Toutefois, dans des cas bien particuliers, les salariés peuvent s’appuyer sur le Code du travail pour faire valoir leur droits. D’après notre experte, “la seule exception résulterait de l’exercice justifié de son droit d’alerte et de retrait. En vertu des articles L. 4131-1 et suivants du Code du travail, un travailleur peut se retirer d’une situation de travail dont il a un motif raisonnable de penser qu’elle présente un danger grave et imminent pour sa vie ou sa santé. Il doit avertir l’employeur de cette situation et ne pas créer pour autrui une nouvelle situation de danger grave et imminent.” 

Comme le soulignait Maître Hourtolou, en cas de carence de l’employeur dans son obligation de sécurité, le salarié pourra mettre en oeuvre le droit suivant, comme indiqué sur le site du Ministère du travail, « dans le contexte actuel, dans la mesure où l’employeur a mis en œuvre les dispositions prévues par le Code du travail et les recommandations nationales visant à protéger la santé et à assurer la sécurité de son personnel, qu’il a informé et préparé son personnel, notamment dans le cadre des institutions représentatives du personnel, le droit individuel de retrait ne peut en principe pas trouver à s’exercer. » 

De nouvelles sanctions pour les employeurs

Si jusqu’à présent aucune autorité n’était habilitée à effectuer des contrôles, excepté en cas d’intervention des services de santé au travail ou des services d’inspection du travail, cela devrait changer dans les semaines à venir.

La ministre du Travail a indiqué, lors de son passage sur LCI, que désormais des contrôles renforcés seraient menés. « Toutes les entreprises qui peuvent le faire et qui ne l’ont pas encore fait doivent renforcer le télétravail (…). J’ai demandé à l’Inspection du travail de reprendre ses contrôles, de revenir à 5.000 contrôles par mois. On en était à moins de mille au mois d’octobre« , a-t-elle déclaré. 

Lors de leurs visites, « les inspecteurs contrôleront le respect des gestes barrières et la remobilisation des entreprises sur le télétravail », a-t-elle ajouté. Car « il faut absolument qu’on repasse à la vitesse supérieure » en matière de télétravail, a insisté la ministre, en rappelant la « responsabilité de l’employeur » à l’égard de la santé de ses salariés.

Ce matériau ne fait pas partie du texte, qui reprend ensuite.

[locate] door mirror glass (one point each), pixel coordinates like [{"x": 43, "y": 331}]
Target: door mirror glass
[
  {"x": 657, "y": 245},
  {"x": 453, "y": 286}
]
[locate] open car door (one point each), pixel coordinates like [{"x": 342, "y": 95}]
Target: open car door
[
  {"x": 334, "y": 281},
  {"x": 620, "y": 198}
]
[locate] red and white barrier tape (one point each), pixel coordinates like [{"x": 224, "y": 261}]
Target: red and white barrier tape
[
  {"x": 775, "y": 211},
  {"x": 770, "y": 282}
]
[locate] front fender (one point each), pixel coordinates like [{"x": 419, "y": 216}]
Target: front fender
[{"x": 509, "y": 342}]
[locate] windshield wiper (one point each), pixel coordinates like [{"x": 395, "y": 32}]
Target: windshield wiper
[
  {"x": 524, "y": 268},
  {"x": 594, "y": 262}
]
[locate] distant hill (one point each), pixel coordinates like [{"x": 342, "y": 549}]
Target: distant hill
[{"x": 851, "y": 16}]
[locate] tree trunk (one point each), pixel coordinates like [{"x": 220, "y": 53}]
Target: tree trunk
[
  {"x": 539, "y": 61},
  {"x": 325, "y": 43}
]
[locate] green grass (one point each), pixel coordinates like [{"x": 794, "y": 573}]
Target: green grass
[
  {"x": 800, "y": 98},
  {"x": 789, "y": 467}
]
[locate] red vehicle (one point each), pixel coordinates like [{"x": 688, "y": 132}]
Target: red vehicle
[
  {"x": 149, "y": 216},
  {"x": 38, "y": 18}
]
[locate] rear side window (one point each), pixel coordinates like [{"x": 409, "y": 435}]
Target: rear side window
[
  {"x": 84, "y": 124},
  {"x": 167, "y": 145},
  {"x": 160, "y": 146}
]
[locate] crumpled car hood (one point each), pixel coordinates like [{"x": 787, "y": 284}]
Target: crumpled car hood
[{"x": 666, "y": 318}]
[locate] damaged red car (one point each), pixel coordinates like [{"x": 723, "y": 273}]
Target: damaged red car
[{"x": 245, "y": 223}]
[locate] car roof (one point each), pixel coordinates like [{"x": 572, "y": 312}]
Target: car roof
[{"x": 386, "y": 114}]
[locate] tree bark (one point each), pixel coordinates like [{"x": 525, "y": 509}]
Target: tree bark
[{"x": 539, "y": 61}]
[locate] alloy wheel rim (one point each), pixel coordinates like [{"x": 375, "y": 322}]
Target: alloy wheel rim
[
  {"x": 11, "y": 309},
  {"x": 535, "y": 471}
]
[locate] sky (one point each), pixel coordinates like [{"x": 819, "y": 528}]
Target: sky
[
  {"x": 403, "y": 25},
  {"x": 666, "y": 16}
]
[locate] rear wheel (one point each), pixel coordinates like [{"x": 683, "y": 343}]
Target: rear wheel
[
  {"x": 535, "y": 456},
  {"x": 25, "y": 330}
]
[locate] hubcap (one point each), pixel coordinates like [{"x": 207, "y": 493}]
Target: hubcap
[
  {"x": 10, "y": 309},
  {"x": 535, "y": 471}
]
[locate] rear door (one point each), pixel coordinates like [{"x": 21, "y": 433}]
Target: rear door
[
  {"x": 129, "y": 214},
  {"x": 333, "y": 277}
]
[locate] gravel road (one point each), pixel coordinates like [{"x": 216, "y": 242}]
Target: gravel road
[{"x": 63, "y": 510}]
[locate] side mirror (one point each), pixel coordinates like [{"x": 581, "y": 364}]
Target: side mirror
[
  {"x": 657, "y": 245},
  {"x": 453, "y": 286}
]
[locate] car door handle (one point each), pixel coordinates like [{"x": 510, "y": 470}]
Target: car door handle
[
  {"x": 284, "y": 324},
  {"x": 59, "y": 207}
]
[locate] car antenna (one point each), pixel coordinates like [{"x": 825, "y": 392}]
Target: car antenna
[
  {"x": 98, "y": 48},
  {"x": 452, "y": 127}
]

Ainsi les entreprises ne respectant pas ces nouvelles mesures pourraient se voir sanctionner d’amendes jusqu’à 1000 euros par salariés, dans une limite de 50 000 euros, si le projet de loi et l’amendement sont adoptés.

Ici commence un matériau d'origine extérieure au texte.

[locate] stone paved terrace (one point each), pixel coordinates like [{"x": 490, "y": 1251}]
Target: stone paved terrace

Enfin, dans le cas où un salarié à qui on a refusé le télétravail contracte le virus de la Covid-19, un employeur pourrait être inquiété. “Si un salarié est atteint de la COVID-19 et qu’il arrive à prouver qu’il a contracté cette maladie au sein de l’entreprise alors que l’employeur aurait manqué à ses obligations de prévention, la responsabilité de l’employeur pourrait alors être engagée. Il faut prouver une faute de l’employeur, un préjudice du salarié et un lien de causalité entre les deux”, indiquait Flavie Hourtolou.